In every family, some are blessed not to be “as crazy” in the blood.   Big brother might have gotten the genes that didn’t make his mind muddled and his behaviors erratic.  It is hard to watch his brother come back and the cycle start again. Compassion is in the big brother – but it is buried really deep.  He has witnessed the pain caused to his dad and he has felt the pain, too.  He sees his brother now living off his inheritance. And he sees his father being played again.

Big brother has reached the end of his rope.  Baby brother has come home, not to penance, but to privilege. It’s bad enough that he has wasted father’s estate, but he isn’t required to change any of his actions for all the pain he has created.

One has to wonder - Is it possible he left in the first place because he couldn’t watch his successful brother get up and be normal every day?   But that is not a question to ask Big brother….

When the older son confronts his dad, the father listens to everything he screams. Unlike his younger brother who has rehearsed all his words there is nothing rehearsed in big brother’s explosion (although he must have thought these words inside his head a thousand times). He lets it all hang out. The dutiful son, the loyal son, the obedient son finally loses it!  The NOT SO “Crazy in the blood” son, has been good. He has followed orders. He has been faithful. He has done everything right - as opposed to everything wrong.

And dad takes it all in. He has no angry response. He has no lecture about honoring your father. He has lost his younger son to the afflictions of the brain and misbehaviors of waste and recklessness. Now he is watching his older son disintegrate in front of him - getting lost to anger and self-righteousness.  The father simply loves his oldest son in return. He says, “son, you are always with me. Everything I have is yours . . . but your brother was dead and is alive, he was lost and has been found.”

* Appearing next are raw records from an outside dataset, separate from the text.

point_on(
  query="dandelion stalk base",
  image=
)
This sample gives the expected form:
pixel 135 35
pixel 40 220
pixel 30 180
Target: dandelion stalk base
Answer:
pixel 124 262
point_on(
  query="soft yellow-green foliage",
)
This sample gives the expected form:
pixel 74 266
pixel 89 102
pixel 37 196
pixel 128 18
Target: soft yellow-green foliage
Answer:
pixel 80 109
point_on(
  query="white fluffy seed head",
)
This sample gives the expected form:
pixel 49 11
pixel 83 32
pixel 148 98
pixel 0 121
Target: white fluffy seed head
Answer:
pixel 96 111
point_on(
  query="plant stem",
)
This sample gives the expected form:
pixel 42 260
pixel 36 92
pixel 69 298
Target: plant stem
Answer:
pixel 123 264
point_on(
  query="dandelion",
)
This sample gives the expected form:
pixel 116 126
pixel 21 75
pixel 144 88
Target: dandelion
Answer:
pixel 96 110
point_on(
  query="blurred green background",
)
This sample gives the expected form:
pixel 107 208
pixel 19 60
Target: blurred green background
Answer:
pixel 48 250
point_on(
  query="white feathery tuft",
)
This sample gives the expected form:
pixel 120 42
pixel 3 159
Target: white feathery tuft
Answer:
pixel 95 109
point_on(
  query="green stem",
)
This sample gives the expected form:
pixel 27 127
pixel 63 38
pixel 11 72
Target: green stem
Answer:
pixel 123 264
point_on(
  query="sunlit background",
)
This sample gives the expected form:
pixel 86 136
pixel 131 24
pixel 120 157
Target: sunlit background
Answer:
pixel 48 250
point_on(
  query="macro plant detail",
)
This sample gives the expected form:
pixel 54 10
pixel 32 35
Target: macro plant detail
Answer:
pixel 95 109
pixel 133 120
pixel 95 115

Grace abounds for the father of these two sons.  He finds a way to speak to each son.

Reading the texts through the lens of brain diseases and family systems helps us see that when one out of five people in a family system is afflicted with a brain disease, the other four family members are affected.  These may be our children, but they are also the siblings of our other children. 

I have also witnessed that sometimes parents forsake the child with a brain disease and circle the wagons around the other children.  I have seen denial of the diseases and disturbing amounts of rejection for the children in need.  While that may surprise some of you, I think it speaks deeply to the difficulties of admitting there are brain diseases in our family systems – “there is crazy in the blood.”   There are other times when the child who appears to be well and healthy runs away and does a shift geographically from the family – seeking to create a “safe distance” from the crazy in the blood. 

Can you see how complex brain diseases are and the effects of them on the one afflicted and the ones affected are far-reaching?

No matter where you are and how you read yourself in this story, I pray for return… for grace… for love. 

The Rev. Dr. Tim Ahrens is Senior Minister of The First Congregational Church, United Church of Christ, Columbus, Ohio where he has served since January 2000.  Ordained in 1985, Tim is a lifelong member of the United Church of Christ.